Memorize for Midterm Flashcards
How do you construct a truth table?
- List component in increasing complexity
- Determine the amount of rows by 2 ^ # of atomic sentences
- Alternate truth table values, by 4, then 2, then within the rows
The Law of Double Negation (example and abbreviation)
DN. ~~x = x
De Morgan’s Law (ex. and ab.)
DM. 1. ~(X&Y) = ~Xv~Y
2. ~(XvY) = ~X&~Y
NOTICE THE SWITCH FROM CONJUNCTION TO DISJUNCTION, and vice versa
The Distributive Law (ex. and ab.)
D. For any 3 sentences, X,Y, and Z, X&(YvZ) = (X&Y)v(X&Z)
Pay attention to the connectives!!
The Law of Transitivity (ex. and ab.)
TLE. If X=Y and Y=Z, then X=Z.
Communicative Law (ex. and ab.)
CM. X&Y=Y&X
Disjuncts and conjuncts.
Associative Law (ex. and ab.)
A. X&(Y&Z)=(X&Y)&Z
Law of Redundancy (ex. and ab.)
RD. X&X=X
Logical Truth Example
Mv~M
Contradiction Example
M&~M
Law of Logically True Conjunct (ex. and ab.)
LTC. X is any sentence and Y is a LT, then X&Y = X
Law of Contradictory Disjunct (ex. and ab.)

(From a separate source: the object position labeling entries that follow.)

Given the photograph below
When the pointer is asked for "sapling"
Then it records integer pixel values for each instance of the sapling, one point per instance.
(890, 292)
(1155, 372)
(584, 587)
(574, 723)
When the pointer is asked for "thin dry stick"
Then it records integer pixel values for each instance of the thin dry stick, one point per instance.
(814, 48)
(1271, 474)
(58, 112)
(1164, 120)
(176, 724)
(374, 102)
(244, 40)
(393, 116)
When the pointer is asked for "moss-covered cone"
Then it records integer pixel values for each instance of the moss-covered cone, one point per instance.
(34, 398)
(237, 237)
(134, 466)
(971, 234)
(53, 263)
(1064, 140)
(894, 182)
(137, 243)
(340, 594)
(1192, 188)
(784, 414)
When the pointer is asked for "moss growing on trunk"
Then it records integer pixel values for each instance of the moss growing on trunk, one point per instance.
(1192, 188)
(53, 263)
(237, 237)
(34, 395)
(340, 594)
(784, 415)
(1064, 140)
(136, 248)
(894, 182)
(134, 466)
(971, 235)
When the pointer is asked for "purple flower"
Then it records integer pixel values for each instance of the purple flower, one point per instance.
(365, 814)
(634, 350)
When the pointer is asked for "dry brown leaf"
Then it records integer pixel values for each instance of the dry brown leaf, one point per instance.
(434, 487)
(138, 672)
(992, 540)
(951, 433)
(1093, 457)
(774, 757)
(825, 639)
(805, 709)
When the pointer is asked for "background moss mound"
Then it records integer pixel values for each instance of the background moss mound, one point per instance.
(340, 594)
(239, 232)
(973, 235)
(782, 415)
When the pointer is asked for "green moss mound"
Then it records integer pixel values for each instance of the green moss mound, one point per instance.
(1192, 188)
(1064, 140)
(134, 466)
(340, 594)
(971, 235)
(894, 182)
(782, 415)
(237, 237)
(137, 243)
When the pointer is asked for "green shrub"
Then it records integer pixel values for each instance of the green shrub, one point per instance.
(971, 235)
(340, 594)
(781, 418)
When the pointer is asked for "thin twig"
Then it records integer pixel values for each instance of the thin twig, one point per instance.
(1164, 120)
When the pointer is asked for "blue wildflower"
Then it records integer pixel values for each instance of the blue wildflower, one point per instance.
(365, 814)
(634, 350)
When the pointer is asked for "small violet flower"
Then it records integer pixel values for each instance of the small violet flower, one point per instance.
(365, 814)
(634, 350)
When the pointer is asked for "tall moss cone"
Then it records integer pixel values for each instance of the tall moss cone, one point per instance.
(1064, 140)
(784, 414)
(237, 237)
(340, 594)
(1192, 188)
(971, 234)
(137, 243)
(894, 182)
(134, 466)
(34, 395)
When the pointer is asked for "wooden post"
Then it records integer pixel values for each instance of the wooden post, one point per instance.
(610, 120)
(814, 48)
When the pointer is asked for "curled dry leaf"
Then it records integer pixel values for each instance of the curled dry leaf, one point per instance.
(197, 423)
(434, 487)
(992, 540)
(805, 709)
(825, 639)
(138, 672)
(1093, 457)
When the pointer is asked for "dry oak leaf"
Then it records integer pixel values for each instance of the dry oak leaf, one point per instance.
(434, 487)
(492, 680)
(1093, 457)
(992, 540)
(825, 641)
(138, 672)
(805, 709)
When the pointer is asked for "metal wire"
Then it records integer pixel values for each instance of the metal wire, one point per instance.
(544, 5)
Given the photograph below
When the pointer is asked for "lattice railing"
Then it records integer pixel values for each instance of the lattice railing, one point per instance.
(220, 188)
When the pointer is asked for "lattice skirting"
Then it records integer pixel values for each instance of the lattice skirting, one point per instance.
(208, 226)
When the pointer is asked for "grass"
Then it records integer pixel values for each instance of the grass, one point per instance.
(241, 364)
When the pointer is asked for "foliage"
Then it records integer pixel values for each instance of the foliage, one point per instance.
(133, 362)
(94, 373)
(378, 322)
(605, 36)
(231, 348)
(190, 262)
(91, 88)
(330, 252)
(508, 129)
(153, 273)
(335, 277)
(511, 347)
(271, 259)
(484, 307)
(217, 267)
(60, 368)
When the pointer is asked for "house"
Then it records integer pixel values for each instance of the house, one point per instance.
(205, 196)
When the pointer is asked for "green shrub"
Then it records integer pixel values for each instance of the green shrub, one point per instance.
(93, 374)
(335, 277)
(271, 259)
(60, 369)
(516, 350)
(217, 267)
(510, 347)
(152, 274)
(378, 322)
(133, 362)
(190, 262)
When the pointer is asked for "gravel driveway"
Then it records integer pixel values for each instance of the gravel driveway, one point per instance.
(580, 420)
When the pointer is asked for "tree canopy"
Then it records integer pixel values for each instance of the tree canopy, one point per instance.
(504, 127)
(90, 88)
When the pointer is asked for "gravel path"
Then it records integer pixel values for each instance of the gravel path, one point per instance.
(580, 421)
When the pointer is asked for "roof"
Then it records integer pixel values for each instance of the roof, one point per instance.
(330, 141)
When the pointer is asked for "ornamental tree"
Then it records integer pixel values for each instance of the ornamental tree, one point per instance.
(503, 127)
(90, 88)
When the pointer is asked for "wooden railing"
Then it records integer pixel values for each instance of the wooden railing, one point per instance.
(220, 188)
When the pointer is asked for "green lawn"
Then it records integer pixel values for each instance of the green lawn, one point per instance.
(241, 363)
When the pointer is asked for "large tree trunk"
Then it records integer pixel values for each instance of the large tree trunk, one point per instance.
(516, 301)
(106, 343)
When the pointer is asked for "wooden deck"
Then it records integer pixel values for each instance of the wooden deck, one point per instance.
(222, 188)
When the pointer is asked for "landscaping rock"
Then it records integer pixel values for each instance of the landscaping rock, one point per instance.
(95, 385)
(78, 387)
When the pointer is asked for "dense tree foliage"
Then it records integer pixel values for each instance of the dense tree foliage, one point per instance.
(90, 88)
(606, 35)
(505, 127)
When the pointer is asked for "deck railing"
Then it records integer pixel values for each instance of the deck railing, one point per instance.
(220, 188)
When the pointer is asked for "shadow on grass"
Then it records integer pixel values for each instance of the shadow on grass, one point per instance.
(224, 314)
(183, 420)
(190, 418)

LCD. X is any sentence and Y is ant C, then XvY = X
A conjunction is always a contradiction when…
one of its conjuncts is a contradiction.
A disjunction is always a logical truth when…
one of its disjuncts in a logical truth.
How to determine Disjunctive Normal Form
- Draw the truth table
- In every case (row), put conjunction between every true column.
- Put disjuncts between the newly created compounds with conjuncts.